Gedurende de twee jaren in Nigeria, van 1989 tot 1991, groeide bij Van Doleweerd het verlangen zelf het Evangelie uit te dragen op het zendingsveld. Terug in Nederland trad hij in het huwelijk met Wilma en begon hij de studie aan de Theologische Opleiding Johannes Calvijn van de Gereformeerde Bond. „Niet wetend hoe de Heere onze weg zou leiden.”

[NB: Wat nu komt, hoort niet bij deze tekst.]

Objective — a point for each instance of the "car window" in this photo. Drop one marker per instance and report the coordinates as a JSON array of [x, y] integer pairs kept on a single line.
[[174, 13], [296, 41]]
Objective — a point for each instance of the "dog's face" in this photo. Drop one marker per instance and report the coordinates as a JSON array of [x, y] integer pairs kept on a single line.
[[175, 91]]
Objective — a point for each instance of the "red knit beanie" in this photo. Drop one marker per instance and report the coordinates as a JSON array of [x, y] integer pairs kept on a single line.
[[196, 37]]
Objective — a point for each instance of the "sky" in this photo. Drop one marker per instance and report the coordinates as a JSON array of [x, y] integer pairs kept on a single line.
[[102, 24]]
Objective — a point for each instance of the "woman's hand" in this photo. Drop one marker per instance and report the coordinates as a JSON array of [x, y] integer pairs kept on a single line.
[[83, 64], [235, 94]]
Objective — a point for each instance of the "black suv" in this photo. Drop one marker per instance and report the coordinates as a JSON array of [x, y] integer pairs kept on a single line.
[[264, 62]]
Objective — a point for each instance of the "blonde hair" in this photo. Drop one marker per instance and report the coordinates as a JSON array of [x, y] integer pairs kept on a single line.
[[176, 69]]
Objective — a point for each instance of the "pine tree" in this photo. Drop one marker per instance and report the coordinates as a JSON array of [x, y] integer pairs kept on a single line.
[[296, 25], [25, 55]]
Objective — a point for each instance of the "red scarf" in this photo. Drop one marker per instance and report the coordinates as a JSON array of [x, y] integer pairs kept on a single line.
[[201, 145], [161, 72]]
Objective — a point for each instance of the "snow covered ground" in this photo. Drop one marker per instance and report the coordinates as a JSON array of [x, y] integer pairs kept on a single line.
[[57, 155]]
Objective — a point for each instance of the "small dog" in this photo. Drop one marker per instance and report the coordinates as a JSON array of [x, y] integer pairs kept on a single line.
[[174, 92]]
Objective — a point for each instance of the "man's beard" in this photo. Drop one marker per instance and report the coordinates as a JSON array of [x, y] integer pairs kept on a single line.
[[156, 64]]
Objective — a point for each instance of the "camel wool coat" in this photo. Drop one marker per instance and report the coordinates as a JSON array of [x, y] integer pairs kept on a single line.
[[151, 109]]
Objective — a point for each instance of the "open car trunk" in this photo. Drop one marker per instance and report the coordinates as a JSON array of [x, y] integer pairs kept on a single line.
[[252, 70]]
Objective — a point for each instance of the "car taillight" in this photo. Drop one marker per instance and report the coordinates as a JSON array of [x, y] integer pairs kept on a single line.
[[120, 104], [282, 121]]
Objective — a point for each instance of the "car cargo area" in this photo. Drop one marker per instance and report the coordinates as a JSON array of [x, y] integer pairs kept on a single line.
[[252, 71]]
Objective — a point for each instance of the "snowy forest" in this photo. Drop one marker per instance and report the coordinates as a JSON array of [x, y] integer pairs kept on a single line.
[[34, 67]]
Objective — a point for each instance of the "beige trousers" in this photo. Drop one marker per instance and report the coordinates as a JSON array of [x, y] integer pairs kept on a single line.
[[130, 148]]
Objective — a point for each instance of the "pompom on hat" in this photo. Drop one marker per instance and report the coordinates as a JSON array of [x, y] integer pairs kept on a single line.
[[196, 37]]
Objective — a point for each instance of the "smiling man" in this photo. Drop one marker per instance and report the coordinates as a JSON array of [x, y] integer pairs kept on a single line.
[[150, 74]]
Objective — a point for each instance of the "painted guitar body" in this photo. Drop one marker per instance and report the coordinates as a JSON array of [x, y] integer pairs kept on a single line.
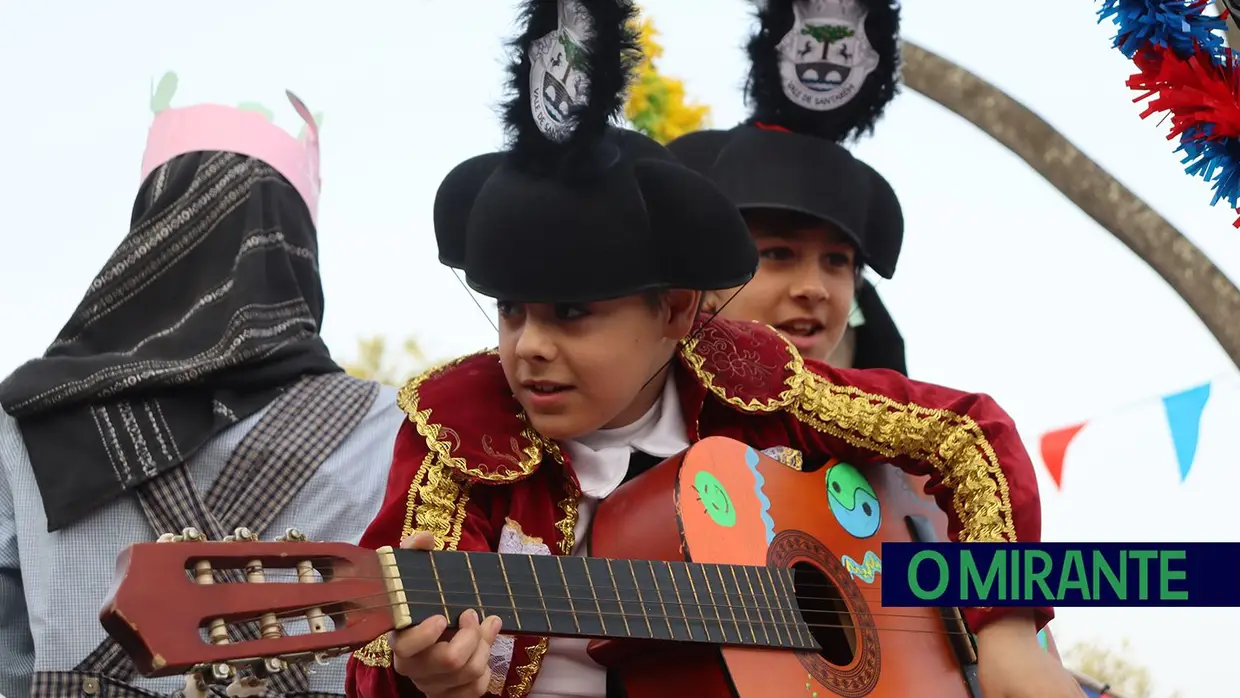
[[752, 580], [724, 502]]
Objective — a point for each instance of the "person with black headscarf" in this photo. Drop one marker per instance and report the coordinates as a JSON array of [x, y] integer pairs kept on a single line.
[[189, 389]]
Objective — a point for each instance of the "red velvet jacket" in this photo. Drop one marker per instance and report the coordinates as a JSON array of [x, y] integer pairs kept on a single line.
[[469, 469]]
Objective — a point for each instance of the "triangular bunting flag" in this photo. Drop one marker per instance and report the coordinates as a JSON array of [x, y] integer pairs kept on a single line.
[[1184, 419], [1054, 446]]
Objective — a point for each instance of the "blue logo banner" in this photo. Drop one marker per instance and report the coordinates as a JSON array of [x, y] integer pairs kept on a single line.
[[1060, 574]]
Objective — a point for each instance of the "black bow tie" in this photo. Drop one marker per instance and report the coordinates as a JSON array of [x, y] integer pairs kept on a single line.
[[640, 463]]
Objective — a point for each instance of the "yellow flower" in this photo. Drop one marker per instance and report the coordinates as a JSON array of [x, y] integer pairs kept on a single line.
[[657, 104]]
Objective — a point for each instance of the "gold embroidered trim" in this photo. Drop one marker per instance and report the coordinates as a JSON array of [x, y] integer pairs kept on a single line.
[[437, 503], [408, 402], [526, 673], [566, 526], [795, 366], [377, 653], [954, 444], [411, 502]]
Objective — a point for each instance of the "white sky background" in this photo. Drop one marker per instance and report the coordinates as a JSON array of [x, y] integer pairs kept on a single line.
[[1005, 287]]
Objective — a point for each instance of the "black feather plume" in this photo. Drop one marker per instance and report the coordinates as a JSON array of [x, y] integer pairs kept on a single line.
[[848, 122], [606, 57]]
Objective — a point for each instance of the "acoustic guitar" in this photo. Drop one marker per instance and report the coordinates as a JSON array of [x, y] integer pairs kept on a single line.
[[719, 573]]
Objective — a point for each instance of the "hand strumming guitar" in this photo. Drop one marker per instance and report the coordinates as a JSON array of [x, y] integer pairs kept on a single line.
[[439, 665], [1011, 663]]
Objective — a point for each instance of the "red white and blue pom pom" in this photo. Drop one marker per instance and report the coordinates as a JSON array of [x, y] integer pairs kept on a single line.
[[1181, 25], [1187, 73]]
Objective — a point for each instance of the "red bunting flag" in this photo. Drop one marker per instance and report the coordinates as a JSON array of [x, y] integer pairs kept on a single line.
[[1054, 446]]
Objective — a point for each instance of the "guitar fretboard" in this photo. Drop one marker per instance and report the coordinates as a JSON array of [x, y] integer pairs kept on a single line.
[[602, 598]]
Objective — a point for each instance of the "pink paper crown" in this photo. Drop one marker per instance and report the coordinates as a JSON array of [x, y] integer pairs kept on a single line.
[[215, 127]]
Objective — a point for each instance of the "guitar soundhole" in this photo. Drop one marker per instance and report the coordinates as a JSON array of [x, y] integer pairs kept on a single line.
[[837, 614], [825, 611]]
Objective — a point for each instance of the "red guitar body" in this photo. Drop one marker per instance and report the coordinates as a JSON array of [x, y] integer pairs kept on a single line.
[[711, 506], [721, 503]]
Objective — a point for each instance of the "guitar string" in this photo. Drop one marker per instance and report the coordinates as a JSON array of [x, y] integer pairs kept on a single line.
[[661, 619], [662, 603], [864, 588]]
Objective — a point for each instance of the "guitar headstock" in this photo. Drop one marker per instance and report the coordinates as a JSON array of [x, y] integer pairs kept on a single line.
[[187, 605]]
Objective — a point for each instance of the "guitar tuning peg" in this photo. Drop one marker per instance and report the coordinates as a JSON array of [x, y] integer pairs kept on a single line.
[[241, 533], [290, 536], [206, 675], [195, 687], [246, 687]]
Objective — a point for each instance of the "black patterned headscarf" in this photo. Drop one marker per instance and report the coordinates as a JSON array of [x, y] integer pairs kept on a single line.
[[208, 309]]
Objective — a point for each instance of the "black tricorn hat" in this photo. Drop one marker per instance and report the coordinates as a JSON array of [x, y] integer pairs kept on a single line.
[[822, 72], [575, 210], [879, 344]]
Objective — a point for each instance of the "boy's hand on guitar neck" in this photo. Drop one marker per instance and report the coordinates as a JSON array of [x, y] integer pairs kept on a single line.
[[1011, 663], [444, 665]]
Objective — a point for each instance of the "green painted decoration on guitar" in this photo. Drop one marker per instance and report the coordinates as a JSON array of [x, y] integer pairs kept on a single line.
[[853, 501], [714, 499]]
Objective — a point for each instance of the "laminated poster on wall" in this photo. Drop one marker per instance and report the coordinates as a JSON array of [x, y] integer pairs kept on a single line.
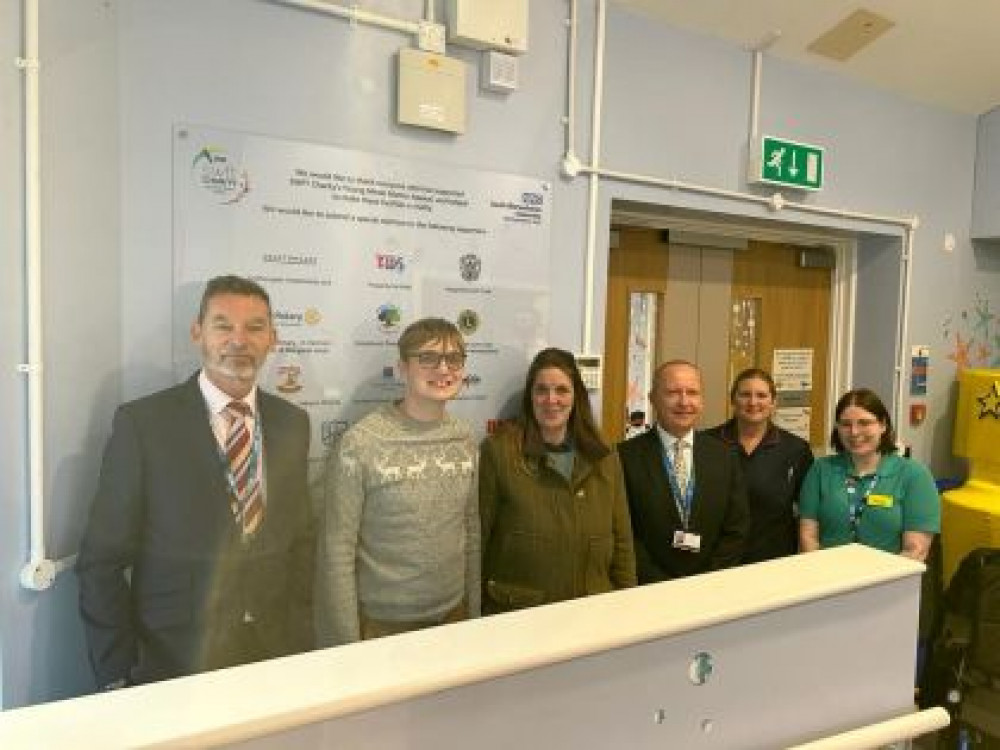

In 1994 las hij de advertentie voor een evangelist in Guayaquil, een miljoenenstad in Ecuador. „Als het aan ons had gelegen, hadden we nog een paar jaar gewacht, maar we kregen de overtuiging dat het nu de tijd was om ons aan te melden. In 1995 zijn we vertrokken, met drie jonge kinderen. Tien jaar lang zijn we op verschillende plaatsen werkzaam geweest: in evangelisatiewerk, gemeentestichting en theologische toerusting.” Van heimwee of een cultuurschok had het echtpaar geen last. „Al ging het ingroeien ook bij ons niet vanzelf. Je moet de taal leren, andere gewoonten gaan begrijpen, ontwikkelingen leren duiden. Het belangrijkst is dat je van je nieuwe omgeving en de mensen daar gaat houden.”
Overgang
Bij de repatriëring, in 2005, had Van Doleweerd het gevoel dat de opgelegde last voor Ecuador hem van de schouders werd genomen. „Die opdracht had zijn drang verloren. De vraag is dan hoe de weg verder zal gaan. Een roeping tot het predikantschap heb ik nooit ontvangen, maar zending was in ons leven geen gepasseerd station.” Net als veel andere zendingswerkers vond hij de terugkeer naar het vaderland ingrijpender dan de ‘emigratie’ naar Latijns Amerika. „Het is als met een plant die je twee keer verpot. Wanneer je die terug zet in zijn oude grond, is het niet vanzelfsprekend dat hij daarin weer tiert. Omdat ik een taak kreeg bij de ZGG was de overgang voor mij eenvoudiger, maar zelfs ons kostte het moeite om onze weg weer te vinden.”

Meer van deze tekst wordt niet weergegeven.